Development environments. These workloads are related to the development and testing of applications. They are assumed not to require high availability or high performance. However, they are likely to require governance for teams of users.
Batch computing. These workloads include high-performance computing (HPC), big data analytics and other workloads that require large amounts of capacity on demand. They do not require high availability, but may require high performance.

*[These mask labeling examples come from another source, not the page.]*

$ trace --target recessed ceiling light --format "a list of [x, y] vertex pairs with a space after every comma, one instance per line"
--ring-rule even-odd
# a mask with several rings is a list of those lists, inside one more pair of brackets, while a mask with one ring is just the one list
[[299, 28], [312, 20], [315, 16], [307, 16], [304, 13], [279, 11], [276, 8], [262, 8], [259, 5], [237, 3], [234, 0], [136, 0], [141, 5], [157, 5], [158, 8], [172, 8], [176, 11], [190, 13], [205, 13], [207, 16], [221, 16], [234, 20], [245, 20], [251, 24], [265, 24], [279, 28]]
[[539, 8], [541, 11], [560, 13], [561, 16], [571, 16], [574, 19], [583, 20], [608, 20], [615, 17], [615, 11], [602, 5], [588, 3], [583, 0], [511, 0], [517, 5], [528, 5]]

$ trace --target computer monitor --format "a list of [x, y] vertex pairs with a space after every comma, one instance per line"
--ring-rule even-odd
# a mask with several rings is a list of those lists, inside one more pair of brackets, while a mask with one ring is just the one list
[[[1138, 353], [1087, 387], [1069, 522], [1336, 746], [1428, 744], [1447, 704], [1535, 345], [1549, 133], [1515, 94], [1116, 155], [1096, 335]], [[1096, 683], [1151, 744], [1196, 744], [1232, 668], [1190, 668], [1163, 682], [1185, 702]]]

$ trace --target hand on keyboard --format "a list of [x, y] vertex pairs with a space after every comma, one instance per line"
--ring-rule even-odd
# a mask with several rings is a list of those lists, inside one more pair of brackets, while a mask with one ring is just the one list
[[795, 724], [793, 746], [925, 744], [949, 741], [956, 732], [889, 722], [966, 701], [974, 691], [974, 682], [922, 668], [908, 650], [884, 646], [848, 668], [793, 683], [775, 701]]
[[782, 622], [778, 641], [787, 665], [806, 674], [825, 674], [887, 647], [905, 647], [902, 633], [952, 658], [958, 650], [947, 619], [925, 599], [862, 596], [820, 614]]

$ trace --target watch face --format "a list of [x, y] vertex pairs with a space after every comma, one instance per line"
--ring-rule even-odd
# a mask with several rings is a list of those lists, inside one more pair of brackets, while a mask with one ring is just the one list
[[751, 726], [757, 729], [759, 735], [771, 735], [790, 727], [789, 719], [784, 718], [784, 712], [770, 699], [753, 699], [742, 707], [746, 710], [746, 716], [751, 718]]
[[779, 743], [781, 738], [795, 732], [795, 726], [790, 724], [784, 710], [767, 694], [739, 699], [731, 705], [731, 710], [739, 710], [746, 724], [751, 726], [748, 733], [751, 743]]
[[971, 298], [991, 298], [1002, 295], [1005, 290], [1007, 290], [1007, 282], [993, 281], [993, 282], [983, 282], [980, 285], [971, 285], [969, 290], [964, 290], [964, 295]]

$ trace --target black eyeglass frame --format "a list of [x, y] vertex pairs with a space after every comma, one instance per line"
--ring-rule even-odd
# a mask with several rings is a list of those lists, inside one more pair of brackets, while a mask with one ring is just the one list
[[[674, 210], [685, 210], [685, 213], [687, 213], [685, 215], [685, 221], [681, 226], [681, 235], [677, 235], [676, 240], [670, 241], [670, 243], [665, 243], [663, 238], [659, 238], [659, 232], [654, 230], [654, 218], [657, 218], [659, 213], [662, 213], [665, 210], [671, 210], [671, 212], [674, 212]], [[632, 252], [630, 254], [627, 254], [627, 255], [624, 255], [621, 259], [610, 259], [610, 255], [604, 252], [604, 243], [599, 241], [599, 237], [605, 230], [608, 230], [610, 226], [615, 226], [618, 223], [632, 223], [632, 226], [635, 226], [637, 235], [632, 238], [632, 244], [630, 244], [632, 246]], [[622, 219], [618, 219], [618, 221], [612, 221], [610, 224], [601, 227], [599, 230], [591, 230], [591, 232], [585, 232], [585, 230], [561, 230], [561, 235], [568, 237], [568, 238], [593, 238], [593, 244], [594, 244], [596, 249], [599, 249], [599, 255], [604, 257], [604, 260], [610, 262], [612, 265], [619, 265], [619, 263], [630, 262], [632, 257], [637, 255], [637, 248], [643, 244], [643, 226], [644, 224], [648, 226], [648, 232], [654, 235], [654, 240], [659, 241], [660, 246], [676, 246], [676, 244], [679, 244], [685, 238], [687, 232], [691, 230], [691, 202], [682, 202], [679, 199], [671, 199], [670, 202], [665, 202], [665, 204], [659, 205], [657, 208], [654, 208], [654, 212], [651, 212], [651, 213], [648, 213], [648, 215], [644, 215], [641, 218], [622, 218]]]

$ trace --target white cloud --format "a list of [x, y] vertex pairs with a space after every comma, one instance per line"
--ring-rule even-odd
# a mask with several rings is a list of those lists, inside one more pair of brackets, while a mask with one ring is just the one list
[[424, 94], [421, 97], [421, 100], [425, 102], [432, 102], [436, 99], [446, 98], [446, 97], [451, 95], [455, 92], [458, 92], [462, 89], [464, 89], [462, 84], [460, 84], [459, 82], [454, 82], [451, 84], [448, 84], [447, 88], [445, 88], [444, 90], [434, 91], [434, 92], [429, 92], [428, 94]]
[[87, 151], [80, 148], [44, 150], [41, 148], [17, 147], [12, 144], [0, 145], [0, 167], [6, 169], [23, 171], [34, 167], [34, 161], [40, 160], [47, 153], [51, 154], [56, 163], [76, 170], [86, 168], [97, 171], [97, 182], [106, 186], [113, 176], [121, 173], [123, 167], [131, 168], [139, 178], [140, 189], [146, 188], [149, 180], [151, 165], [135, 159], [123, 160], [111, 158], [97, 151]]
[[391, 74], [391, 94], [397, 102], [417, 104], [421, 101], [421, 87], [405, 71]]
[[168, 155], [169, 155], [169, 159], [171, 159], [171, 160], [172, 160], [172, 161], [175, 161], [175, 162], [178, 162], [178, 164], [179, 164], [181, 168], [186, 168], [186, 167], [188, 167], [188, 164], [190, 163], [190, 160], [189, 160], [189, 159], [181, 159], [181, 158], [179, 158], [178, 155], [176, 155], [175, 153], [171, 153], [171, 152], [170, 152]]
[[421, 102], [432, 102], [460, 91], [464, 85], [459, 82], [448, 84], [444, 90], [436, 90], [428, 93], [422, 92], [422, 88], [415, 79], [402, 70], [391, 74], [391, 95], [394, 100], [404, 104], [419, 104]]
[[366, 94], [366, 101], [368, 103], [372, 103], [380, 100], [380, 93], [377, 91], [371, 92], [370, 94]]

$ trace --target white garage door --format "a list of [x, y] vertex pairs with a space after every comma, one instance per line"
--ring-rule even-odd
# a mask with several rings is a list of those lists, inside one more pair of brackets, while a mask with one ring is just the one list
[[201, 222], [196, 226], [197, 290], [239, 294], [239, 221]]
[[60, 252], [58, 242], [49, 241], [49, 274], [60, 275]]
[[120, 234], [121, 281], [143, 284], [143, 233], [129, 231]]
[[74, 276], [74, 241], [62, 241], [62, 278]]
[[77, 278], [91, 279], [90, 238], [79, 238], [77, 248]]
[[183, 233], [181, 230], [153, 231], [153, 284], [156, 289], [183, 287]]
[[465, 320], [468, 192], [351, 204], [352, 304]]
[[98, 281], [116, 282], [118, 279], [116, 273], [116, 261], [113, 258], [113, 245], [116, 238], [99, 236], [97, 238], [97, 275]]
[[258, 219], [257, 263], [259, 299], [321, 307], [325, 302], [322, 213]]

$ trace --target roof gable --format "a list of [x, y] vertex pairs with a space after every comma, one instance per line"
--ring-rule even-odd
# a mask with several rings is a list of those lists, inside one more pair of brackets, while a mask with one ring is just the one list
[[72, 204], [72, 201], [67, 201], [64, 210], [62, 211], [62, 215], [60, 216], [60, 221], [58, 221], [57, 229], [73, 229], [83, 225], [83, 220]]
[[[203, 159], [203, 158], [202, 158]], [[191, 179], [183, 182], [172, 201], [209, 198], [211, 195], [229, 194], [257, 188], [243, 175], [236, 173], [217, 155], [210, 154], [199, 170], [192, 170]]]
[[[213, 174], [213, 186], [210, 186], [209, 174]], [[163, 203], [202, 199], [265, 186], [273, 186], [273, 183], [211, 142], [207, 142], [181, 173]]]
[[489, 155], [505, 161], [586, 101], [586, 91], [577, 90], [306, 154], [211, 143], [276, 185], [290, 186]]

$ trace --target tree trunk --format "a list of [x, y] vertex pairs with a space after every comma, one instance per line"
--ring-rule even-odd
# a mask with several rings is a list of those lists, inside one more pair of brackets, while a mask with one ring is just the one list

Internet of Things (IoT) applications. IoT applications typically combine the traits of cloud-native applications with the traits of big data applications. They typically require high availability, flexible and scalable capacity, interaction with distributed and mobile client devices, and strong security; many such applications also have significant regulatory compliance requirements.
For all the vendors, the recommended uses are specific to self-managed cloud IaaS. However, many of the providers also have managed services, as well as other cloud and noncloud services that may be used in conjunction with cloud IaaS. These include hybrid hosting (customers sometimes blend solutions, such as an entirely self-managed front-end web tier on public cloud IaaS, with managed hosting for the application servers and database), as well as hybrid IaaS/PaaS solutions. Even though we do not evaluate managed services, PaaS and the like in this Magic Quadrant, they are part of a vendor’s overall value proposition and we mention them in the context of providing more comprehensive solution recommendations.